Tuesday, April 14, 2015
Guilty of Being Not Guilty
That's the official reason that two parents from my metro area are being monitored by Maryland's Child Protective Services, after they keep insisting that their children should be allowed to go play in playgrounds by themselves.
It's radically countercultural in this era, and in this region in particular, where the roar and rotor-wash of helicopter parenting is the norm. But with children being taken into custody by police and then transferred to Child Protective Services after concerned citizens report them "walking" and "playing," we're getting a sense of the kind of culture we've created.
It's the kind of culture that requires a governmental agency to monitor parents who have been, and these are the formal terms, "found responsible" for "unsubstantiated neglect." What that means is: we did not find enough evidence to indicate that you are guilty of neglect, therefore, our finding is you are responsible for "unsubstantiated neglect."
We have no evidence, but we have a finding. It's like saying you're not-not-guilty of a crime. We can't prove you guilty of anything, but you are now under surveillance.
Guilty of being not proven guilty? It feels, on the surface, very newspeaky.
And as much as the idea that we have a system that makes this possible freaks the bejabbers out of me, I ask myself: how did we get here?
Good intentions. Really.
Say you're a neighbor, and you've heard shouting and crying repeatedly from a house, the sounds of lives coming off of the rails. After seeing a young child bruised and with a black eye following what sounded like a profanity laced tirade, you feel morally obligated to report it. CPS investigates, but there's just not enough evidence to warrant a finding of neglect. The house is neat, the kids seem quiet but otherwise fine, the parents have explanations.

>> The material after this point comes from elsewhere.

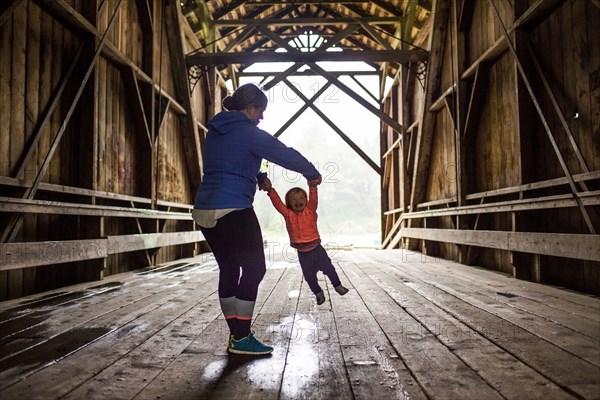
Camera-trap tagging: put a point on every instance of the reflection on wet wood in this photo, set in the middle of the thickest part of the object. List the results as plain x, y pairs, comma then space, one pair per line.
410, 328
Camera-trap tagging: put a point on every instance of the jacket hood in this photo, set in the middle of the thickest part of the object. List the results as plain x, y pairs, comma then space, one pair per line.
226, 121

Should CPS just shrug that off, or forget it? How do you "mark" a concern? And so you get the idea that the system should register "unsubstantiated neglect." If it didn't? What if that child ends up in the hospital in critical condition, and they said, well, sure, we had been called, but we didn't find anything? That'd be a problem. We'd have issue with it.
So as difficult as I find the police and official response to this, I can see where it comes from. And why, in a saner culture, it might even make sense.
If our culture was healthy, and had healthy attitudes towards raising children, there'd be no issue here.
But we are...a little off. We are desperately anxious, absorbed by fears that are carefully stoked by media and our unforgiving, willfully uncertain, ever changing culture.
So we cling to control. We helicopter over our children. And the state mirrors our culture, our anxiety, our carefully planned systems of insuring that everything is managed and nothing is left to chance. We are suspicious, untrusting, ever on edge. We want safety, security, certainty, above all else.
And isn't that a good thing, to want for your children?
The road to hell, as they say, is paved with good intentions.